A (small) part of the problem is that so much of the community config-management code is awful. Some of the many ready-rolled modules Google throws up may be well coded, and some of those may even do everything you need, but will your time be better spent diligently sifting through the options than in writing simple code yourself? I doubt mine is.

You already, hopefully, understand how to use Puppet or Chef reasonably well, but if you’re going down the community road, you still have plenty more to learn, because each module will have its own foibles, bugs, style, and limitations. Rather than applying the principles of your config-management framework, you end up trying to reverse-engineer the module author’s thought process, hoping that their problem was sufficiently similar to yours.

Each module has its own assumptions, and dependencies. At one site I worked on, we had around a hundred-and-fifty instances in EC2. And, because of the free-and-easy application of wrapper and community cookbooks by a previous ops-ist, we had a hundred-and-sixty cookbooks in our Chef repo. Because so many third-parties were configuring our boxes, we had stuff being installed from unknown PPAs, and even built from source. (After, of course, pulling in a whole build environment.) We had services controlled by SYSV init, runit, supervisord, daemontools, and upstart. In short, we had no consistency, and no idea what we had, or how it was built.
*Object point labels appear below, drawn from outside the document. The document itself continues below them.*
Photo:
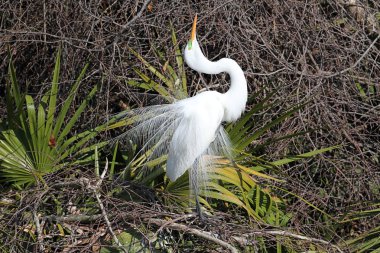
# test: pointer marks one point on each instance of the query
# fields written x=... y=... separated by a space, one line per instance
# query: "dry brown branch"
x=288 y=234
x=96 y=188
x=186 y=229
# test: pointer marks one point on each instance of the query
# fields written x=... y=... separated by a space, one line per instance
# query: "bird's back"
x=201 y=117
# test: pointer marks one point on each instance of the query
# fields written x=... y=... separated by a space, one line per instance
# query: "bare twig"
x=292 y=235
x=194 y=231
x=95 y=189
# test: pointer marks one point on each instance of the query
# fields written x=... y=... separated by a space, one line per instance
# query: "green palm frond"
x=37 y=140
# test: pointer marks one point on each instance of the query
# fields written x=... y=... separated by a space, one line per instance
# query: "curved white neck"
x=235 y=98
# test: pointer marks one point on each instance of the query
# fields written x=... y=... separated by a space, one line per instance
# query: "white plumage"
x=190 y=130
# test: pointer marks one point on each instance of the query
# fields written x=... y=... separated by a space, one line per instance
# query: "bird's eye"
x=189 y=45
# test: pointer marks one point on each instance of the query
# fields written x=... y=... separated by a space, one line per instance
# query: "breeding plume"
x=190 y=131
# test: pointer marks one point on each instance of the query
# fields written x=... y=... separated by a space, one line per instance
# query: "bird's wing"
x=192 y=137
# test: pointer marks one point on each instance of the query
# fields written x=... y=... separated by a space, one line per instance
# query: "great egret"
x=190 y=131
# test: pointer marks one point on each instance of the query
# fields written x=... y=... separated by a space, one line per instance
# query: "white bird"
x=190 y=131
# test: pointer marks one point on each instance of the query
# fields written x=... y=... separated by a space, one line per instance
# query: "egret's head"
x=194 y=57
x=193 y=34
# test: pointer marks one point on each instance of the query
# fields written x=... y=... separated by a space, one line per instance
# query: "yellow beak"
x=193 y=31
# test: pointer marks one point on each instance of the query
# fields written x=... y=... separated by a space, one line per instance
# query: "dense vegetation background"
x=317 y=58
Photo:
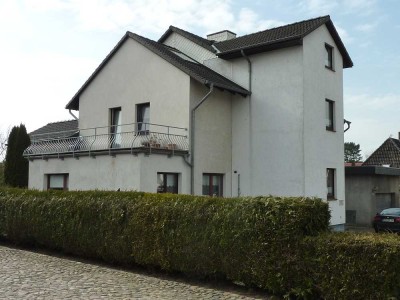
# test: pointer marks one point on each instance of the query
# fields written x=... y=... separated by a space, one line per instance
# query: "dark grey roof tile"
x=387 y=154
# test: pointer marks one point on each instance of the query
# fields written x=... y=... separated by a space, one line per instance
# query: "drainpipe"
x=347 y=123
x=192 y=139
x=75 y=117
x=250 y=69
x=250 y=122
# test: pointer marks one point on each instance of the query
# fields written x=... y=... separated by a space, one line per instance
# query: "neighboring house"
x=370 y=189
x=375 y=185
x=252 y=115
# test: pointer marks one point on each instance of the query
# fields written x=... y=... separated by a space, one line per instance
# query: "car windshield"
x=391 y=211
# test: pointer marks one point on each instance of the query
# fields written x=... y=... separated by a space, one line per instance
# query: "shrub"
x=355 y=265
x=256 y=241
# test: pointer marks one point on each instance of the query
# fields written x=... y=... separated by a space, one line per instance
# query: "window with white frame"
x=329 y=56
x=167 y=183
x=57 y=182
x=143 y=117
x=329 y=115
x=115 y=127
x=330 y=183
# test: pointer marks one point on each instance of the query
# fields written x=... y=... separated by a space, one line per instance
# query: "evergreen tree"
x=16 y=166
x=352 y=152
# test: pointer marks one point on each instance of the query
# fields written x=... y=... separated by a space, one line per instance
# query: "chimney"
x=221 y=36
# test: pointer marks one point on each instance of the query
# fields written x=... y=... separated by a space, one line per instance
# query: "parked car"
x=387 y=220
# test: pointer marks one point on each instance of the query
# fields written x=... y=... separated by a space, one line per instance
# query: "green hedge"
x=355 y=266
x=256 y=241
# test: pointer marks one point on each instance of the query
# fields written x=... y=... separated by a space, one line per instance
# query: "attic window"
x=329 y=56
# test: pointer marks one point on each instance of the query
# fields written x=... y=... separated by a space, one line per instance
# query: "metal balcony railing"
x=133 y=138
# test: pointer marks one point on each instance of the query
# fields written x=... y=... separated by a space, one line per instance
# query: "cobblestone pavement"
x=31 y=275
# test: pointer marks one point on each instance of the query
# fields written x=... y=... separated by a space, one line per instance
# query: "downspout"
x=192 y=139
x=250 y=122
x=70 y=112
x=250 y=68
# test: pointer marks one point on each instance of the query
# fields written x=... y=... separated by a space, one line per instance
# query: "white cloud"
x=346 y=38
x=361 y=7
x=154 y=16
x=318 y=7
x=368 y=27
x=38 y=86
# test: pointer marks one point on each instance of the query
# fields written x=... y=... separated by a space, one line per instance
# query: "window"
x=329 y=56
x=330 y=183
x=57 y=182
x=212 y=184
x=167 y=183
x=329 y=115
x=143 y=117
x=115 y=127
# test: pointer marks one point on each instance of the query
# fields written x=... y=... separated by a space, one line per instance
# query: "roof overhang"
x=372 y=170
x=255 y=49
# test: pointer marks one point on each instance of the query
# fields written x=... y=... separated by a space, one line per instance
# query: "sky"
x=48 y=48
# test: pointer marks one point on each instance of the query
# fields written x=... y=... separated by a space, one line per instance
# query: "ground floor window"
x=212 y=184
x=167 y=183
x=57 y=182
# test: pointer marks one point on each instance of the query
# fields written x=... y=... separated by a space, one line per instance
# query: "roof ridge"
x=180 y=63
x=277 y=27
x=394 y=141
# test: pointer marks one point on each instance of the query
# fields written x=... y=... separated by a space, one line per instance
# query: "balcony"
x=128 y=138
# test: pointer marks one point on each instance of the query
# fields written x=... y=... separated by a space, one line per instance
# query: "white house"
x=252 y=115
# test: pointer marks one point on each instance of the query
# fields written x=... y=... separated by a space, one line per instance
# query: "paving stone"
x=30 y=275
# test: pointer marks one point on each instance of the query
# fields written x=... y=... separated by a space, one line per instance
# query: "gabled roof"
x=280 y=37
x=205 y=43
x=387 y=154
x=56 y=130
x=267 y=40
x=194 y=69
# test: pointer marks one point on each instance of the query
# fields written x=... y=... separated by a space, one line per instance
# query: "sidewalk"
x=30 y=275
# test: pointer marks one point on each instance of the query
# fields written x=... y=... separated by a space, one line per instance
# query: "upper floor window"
x=330 y=183
x=212 y=184
x=143 y=117
x=329 y=115
x=115 y=127
x=329 y=56
x=57 y=181
x=167 y=183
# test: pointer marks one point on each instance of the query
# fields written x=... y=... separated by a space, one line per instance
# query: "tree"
x=352 y=152
x=16 y=166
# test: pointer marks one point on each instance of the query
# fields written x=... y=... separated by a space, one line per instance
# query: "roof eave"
x=289 y=42
x=347 y=62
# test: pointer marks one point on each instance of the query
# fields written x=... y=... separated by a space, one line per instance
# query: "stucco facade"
x=256 y=120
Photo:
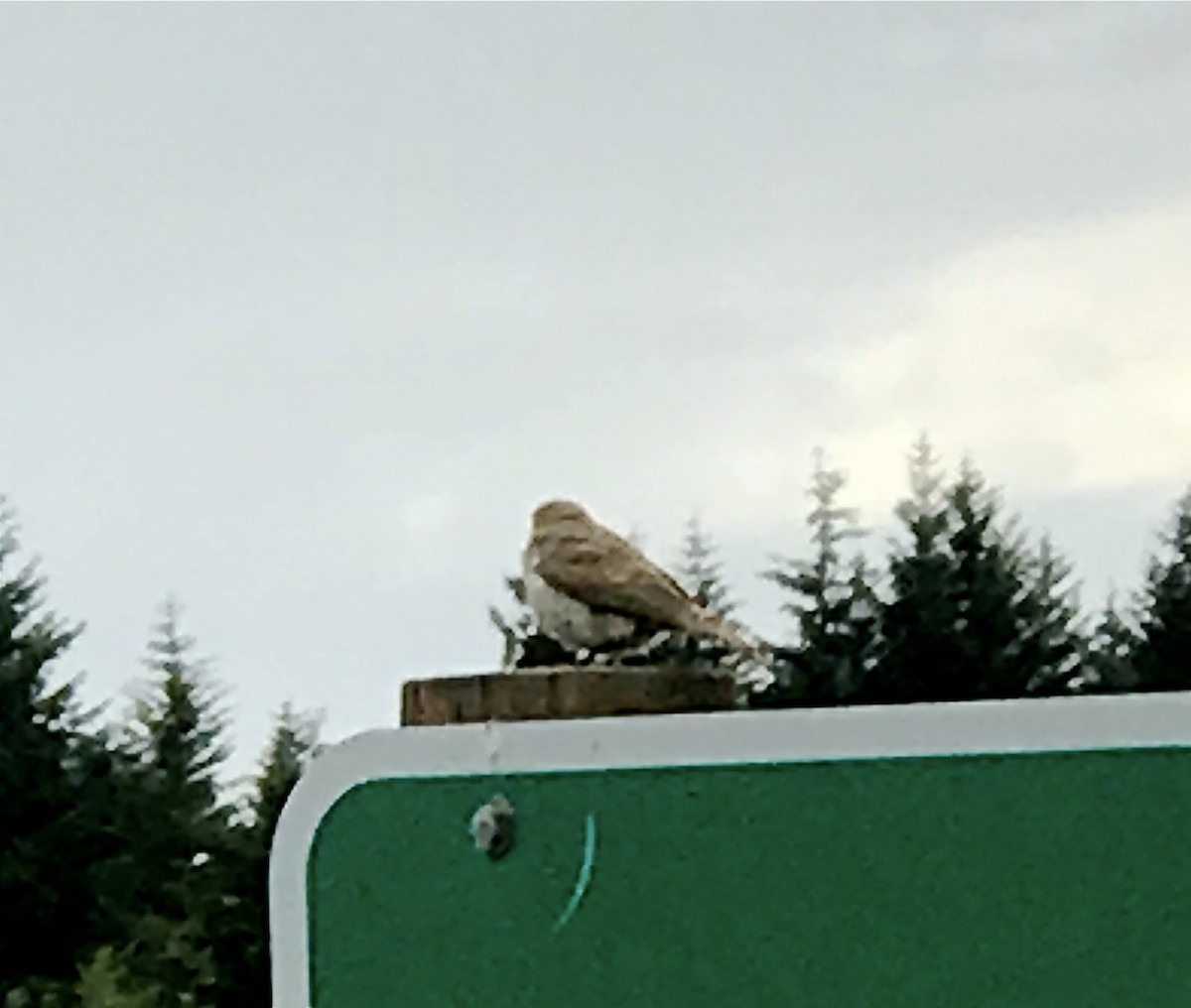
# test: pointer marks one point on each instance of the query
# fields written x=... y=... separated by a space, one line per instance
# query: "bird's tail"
x=753 y=661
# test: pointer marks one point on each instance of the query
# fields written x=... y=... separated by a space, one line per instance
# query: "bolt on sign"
x=1027 y=853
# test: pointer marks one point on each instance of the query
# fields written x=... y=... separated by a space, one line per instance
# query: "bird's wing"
x=608 y=573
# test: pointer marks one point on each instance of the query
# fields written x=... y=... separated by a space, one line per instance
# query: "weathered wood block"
x=564 y=692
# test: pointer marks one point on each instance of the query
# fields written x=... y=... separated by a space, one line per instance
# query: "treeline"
x=963 y=604
x=129 y=876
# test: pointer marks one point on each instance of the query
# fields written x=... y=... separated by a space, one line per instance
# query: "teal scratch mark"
x=585 y=875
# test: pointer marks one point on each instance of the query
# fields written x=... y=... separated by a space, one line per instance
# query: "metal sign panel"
x=1001 y=854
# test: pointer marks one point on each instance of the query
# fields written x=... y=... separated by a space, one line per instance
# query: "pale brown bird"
x=591 y=588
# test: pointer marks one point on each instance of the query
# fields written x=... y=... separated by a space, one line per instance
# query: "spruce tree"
x=182 y=858
x=701 y=571
x=990 y=582
x=832 y=600
x=1052 y=638
x=1161 y=657
x=47 y=910
x=1108 y=667
x=241 y=943
x=918 y=620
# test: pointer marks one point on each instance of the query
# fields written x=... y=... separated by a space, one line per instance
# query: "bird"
x=589 y=588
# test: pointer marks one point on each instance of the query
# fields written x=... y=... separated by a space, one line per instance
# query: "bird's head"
x=559 y=511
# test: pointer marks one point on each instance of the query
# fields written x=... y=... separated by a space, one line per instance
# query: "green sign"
x=1005 y=854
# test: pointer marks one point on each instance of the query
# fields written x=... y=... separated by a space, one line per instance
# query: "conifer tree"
x=47 y=907
x=1052 y=637
x=183 y=857
x=241 y=943
x=1108 y=667
x=831 y=598
x=918 y=619
x=701 y=571
x=1161 y=656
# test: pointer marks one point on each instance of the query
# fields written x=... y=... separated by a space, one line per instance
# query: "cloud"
x=1058 y=357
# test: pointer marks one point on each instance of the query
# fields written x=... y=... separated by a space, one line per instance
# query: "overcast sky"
x=303 y=308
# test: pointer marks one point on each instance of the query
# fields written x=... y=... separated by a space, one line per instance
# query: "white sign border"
x=789 y=735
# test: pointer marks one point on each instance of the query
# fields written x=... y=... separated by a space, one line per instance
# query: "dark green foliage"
x=241 y=941
x=1161 y=654
x=1052 y=637
x=832 y=600
x=1109 y=663
x=179 y=862
x=701 y=571
x=47 y=907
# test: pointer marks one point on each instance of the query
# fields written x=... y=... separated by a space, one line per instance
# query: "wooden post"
x=561 y=692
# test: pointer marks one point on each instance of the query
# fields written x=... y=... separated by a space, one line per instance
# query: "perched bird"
x=593 y=589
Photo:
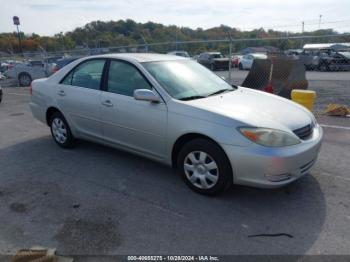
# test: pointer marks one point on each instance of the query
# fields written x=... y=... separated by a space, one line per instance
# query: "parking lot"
x=331 y=87
x=94 y=200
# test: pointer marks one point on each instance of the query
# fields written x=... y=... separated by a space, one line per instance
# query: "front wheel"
x=205 y=167
x=60 y=131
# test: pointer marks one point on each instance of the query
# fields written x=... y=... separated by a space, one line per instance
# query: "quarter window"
x=124 y=78
x=86 y=75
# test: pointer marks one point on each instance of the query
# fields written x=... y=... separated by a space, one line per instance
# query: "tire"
x=60 y=131
x=205 y=167
x=24 y=79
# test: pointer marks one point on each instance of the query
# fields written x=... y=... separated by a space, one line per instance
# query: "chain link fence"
x=318 y=63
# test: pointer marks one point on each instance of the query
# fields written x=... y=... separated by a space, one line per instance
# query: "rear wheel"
x=323 y=67
x=60 y=131
x=204 y=167
x=24 y=79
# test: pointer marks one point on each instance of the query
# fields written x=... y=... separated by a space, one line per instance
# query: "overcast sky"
x=47 y=17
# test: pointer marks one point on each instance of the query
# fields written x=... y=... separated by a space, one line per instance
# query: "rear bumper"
x=265 y=167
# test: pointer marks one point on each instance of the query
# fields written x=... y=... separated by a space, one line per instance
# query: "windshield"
x=346 y=54
x=185 y=79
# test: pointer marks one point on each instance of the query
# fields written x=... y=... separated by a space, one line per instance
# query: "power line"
x=297 y=25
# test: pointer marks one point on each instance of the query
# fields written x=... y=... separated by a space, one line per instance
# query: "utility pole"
x=302 y=27
x=146 y=44
x=16 y=23
x=230 y=56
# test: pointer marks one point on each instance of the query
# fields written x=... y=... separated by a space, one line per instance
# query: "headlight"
x=269 y=137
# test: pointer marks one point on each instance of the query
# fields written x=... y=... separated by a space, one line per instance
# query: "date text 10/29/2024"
x=173 y=258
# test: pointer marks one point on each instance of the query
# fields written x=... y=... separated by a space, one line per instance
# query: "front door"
x=133 y=124
x=78 y=97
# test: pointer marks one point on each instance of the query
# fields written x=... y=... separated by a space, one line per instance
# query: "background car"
x=235 y=60
x=27 y=71
x=334 y=61
x=214 y=60
x=179 y=53
x=246 y=62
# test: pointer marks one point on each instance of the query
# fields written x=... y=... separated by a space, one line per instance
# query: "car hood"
x=256 y=108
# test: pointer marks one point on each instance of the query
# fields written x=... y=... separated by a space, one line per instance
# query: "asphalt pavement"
x=96 y=200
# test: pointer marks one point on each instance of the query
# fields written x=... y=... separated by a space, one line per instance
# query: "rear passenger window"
x=124 y=78
x=87 y=74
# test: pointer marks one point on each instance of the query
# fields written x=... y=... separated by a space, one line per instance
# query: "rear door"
x=78 y=97
x=133 y=124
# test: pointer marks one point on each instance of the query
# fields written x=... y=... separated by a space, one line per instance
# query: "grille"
x=304 y=132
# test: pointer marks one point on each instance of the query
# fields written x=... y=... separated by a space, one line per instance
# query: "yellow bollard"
x=304 y=97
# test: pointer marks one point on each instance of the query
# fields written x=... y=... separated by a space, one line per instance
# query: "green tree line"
x=99 y=34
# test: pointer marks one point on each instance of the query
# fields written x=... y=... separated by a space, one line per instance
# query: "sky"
x=47 y=17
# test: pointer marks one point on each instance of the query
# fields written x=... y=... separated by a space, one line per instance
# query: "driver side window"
x=124 y=78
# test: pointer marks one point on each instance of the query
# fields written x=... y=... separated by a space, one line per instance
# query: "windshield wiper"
x=221 y=91
x=191 y=98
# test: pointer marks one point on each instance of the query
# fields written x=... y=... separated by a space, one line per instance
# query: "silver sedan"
x=175 y=111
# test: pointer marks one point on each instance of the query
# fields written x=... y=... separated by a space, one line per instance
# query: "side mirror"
x=146 y=95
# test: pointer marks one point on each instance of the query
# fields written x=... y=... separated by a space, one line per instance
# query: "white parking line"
x=17 y=94
x=337 y=127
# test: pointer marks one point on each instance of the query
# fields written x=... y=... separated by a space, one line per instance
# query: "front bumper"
x=261 y=166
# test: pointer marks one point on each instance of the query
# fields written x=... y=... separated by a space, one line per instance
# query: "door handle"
x=61 y=93
x=107 y=103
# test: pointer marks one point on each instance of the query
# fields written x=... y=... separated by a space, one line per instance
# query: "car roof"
x=143 y=57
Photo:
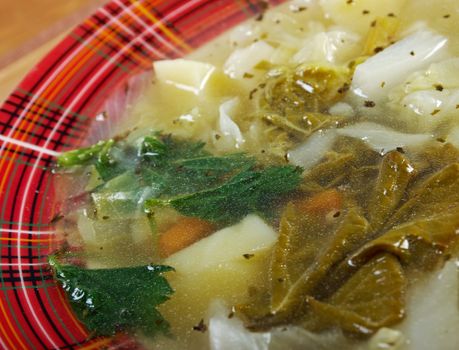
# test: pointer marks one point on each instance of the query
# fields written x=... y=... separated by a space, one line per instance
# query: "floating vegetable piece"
x=382 y=139
x=420 y=242
x=84 y=156
x=183 y=74
x=381 y=34
x=112 y=300
x=182 y=234
x=322 y=203
x=305 y=88
x=395 y=174
x=302 y=125
x=372 y=298
x=246 y=192
x=374 y=78
x=346 y=237
x=439 y=193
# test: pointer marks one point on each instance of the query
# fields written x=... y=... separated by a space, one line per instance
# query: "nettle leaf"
x=246 y=192
x=121 y=299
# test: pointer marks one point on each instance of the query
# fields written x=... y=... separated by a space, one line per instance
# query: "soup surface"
x=293 y=184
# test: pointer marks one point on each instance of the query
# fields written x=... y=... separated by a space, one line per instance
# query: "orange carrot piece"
x=184 y=233
x=322 y=203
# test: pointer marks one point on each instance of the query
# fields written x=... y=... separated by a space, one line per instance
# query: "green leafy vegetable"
x=348 y=269
x=112 y=300
x=84 y=156
x=248 y=191
x=163 y=170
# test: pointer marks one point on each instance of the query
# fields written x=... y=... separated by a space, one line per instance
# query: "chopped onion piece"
x=383 y=139
x=313 y=150
x=244 y=34
x=227 y=126
x=229 y=333
x=184 y=74
x=244 y=60
x=333 y=46
x=342 y=109
x=374 y=78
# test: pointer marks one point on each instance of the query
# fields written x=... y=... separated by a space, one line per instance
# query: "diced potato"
x=184 y=74
x=221 y=266
x=243 y=61
x=225 y=249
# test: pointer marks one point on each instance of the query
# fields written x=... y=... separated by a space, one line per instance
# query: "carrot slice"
x=183 y=234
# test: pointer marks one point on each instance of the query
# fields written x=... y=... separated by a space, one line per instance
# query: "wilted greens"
x=349 y=267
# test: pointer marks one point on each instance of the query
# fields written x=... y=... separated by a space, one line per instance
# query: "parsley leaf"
x=168 y=171
x=248 y=191
x=121 y=299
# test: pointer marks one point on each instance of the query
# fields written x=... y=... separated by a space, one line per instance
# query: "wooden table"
x=30 y=28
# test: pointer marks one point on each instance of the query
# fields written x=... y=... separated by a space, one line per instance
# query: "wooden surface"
x=30 y=28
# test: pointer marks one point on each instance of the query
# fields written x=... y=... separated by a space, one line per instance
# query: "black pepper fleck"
x=369 y=104
x=438 y=87
x=200 y=327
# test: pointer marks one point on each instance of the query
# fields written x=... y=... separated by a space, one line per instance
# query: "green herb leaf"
x=83 y=156
x=122 y=299
x=248 y=191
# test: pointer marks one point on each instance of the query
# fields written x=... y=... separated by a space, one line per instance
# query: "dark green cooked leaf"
x=122 y=299
x=248 y=191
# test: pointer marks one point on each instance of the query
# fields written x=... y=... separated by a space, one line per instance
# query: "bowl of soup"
x=237 y=175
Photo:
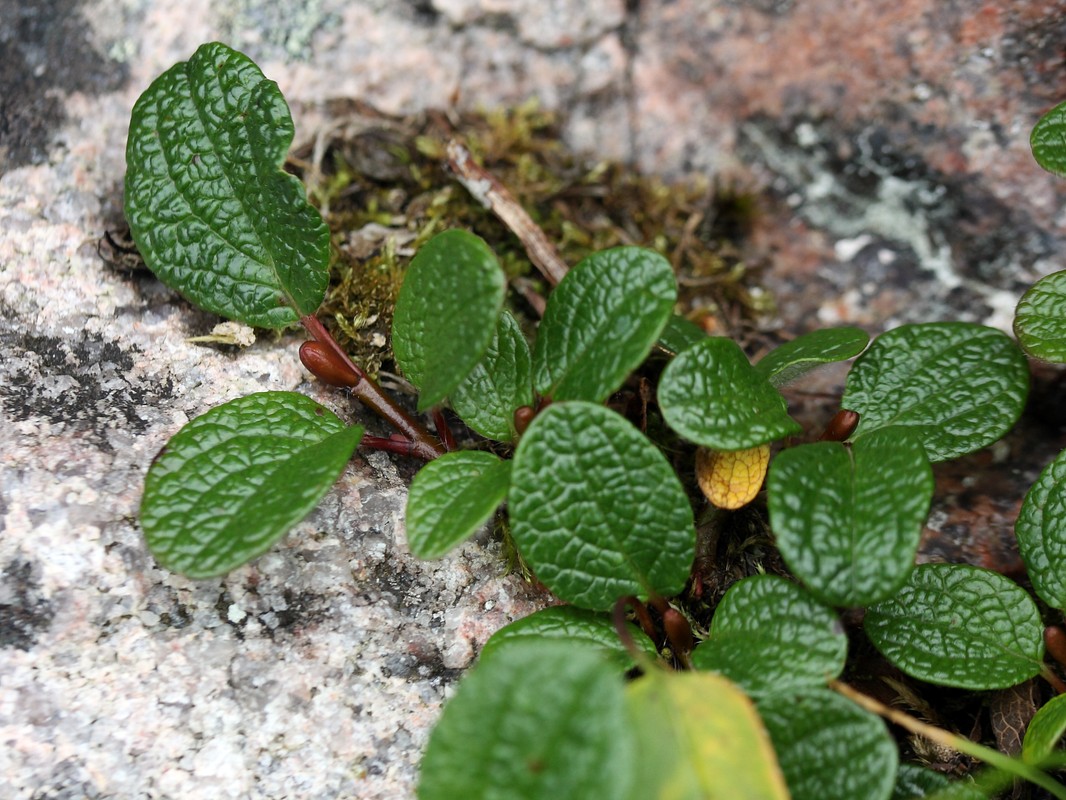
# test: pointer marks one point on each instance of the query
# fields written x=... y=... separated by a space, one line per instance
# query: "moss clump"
x=382 y=186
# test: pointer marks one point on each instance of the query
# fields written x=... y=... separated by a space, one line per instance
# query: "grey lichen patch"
x=871 y=186
x=82 y=384
x=45 y=52
x=288 y=28
x=25 y=613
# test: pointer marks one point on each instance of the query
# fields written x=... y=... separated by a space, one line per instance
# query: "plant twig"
x=945 y=738
x=421 y=443
x=487 y=190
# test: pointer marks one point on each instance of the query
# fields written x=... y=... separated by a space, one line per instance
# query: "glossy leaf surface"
x=959 y=625
x=698 y=737
x=711 y=395
x=849 y=520
x=208 y=204
x=232 y=481
x=828 y=748
x=539 y=720
x=601 y=321
x=1048 y=140
x=956 y=385
x=1039 y=321
x=451 y=497
x=571 y=624
x=769 y=635
x=501 y=382
x=730 y=479
x=447 y=313
x=794 y=358
x=596 y=510
x=1042 y=533
x=680 y=334
x=1045 y=732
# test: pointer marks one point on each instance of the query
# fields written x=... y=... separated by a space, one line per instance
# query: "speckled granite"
x=890 y=140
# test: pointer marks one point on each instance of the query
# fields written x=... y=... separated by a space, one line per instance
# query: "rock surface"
x=891 y=144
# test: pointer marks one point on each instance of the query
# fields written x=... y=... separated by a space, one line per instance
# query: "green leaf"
x=957 y=386
x=501 y=382
x=711 y=395
x=849 y=520
x=1042 y=533
x=959 y=625
x=572 y=624
x=698 y=737
x=601 y=321
x=232 y=481
x=539 y=720
x=208 y=204
x=680 y=334
x=447 y=313
x=769 y=635
x=795 y=358
x=451 y=497
x=1045 y=732
x=1048 y=140
x=1039 y=321
x=828 y=748
x=596 y=510
x=914 y=782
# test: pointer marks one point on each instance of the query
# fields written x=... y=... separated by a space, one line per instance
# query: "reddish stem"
x=443 y=432
x=841 y=426
x=421 y=443
x=618 y=618
x=389 y=444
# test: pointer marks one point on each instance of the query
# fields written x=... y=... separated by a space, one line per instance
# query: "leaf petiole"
x=418 y=442
x=938 y=735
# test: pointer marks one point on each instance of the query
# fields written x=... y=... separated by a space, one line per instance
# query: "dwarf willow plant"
x=595 y=508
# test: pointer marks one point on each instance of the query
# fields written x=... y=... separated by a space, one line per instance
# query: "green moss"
x=382 y=186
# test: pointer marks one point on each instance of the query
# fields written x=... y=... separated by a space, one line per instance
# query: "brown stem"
x=487 y=190
x=443 y=432
x=390 y=444
x=624 y=632
x=422 y=444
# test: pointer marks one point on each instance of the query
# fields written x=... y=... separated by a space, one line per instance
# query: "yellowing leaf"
x=694 y=730
x=730 y=479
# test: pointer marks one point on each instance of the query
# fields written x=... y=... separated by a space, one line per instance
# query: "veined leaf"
x=1042 y=533
x=769 y=635
x=232 y=481
x=699 y=737
x=959 y=625
x=1045 y=733
x=849 y=520
x=538 y=720
x=1048 y=140
x=957 y=386
x=711 y=395
x=451 y=497
x=447 y=313
x=500 y=383
x=596 y=510
x=1039 y=321
x=828 y=748
x=209 y=206
x=794 y=358
x=601 y=321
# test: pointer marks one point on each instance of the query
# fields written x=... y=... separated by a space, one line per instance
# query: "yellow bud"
x=731 y=479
We also had Chef runs longer than most TV programmes, and dependency chains that still make me wince. (I recall one set of machines which somehow managed to pull in two Redis cookbooks, which didn’t agree on certain things, and constantly flip-flopped certain attributes between two values.)

My current client uses masterless Puppet, with all configuration in Hiera, and quite a few, very carefully chosen, vendor modules. I can’t guess how many hours I’ve wasted trying to find exactly the right Hiera incantation to replicate a tiny piece of configuration I could write by hand in seconds, and drop in with a file resource. But I feel obliged to follow the organization’s policies, and do things in the way they consider correct.

So, I spend hours running and re-running Puppet in Vagrant in one terminal, with the module source code in another. Suddenly, something which exists to make your life simpler makes it so much more difficult. I know how to edit a file. I have to learn how to use a module.

Some modules have value. They are the ones which extend the DSL. The ones which give me new types so I don’t have to write exec blocks. But the ones that write a config file? No thank you.

I understand why Puppetlabs and Chef want you to use the community code. It flattens the learning curve; it fools you into thinking you’re buying into a simple turnkey solution rather than a programming framework. But this is wrong. If you want to use config management, learn the tool you’ve chosen. Understand the principles. Keep it simple. Keep it in-house.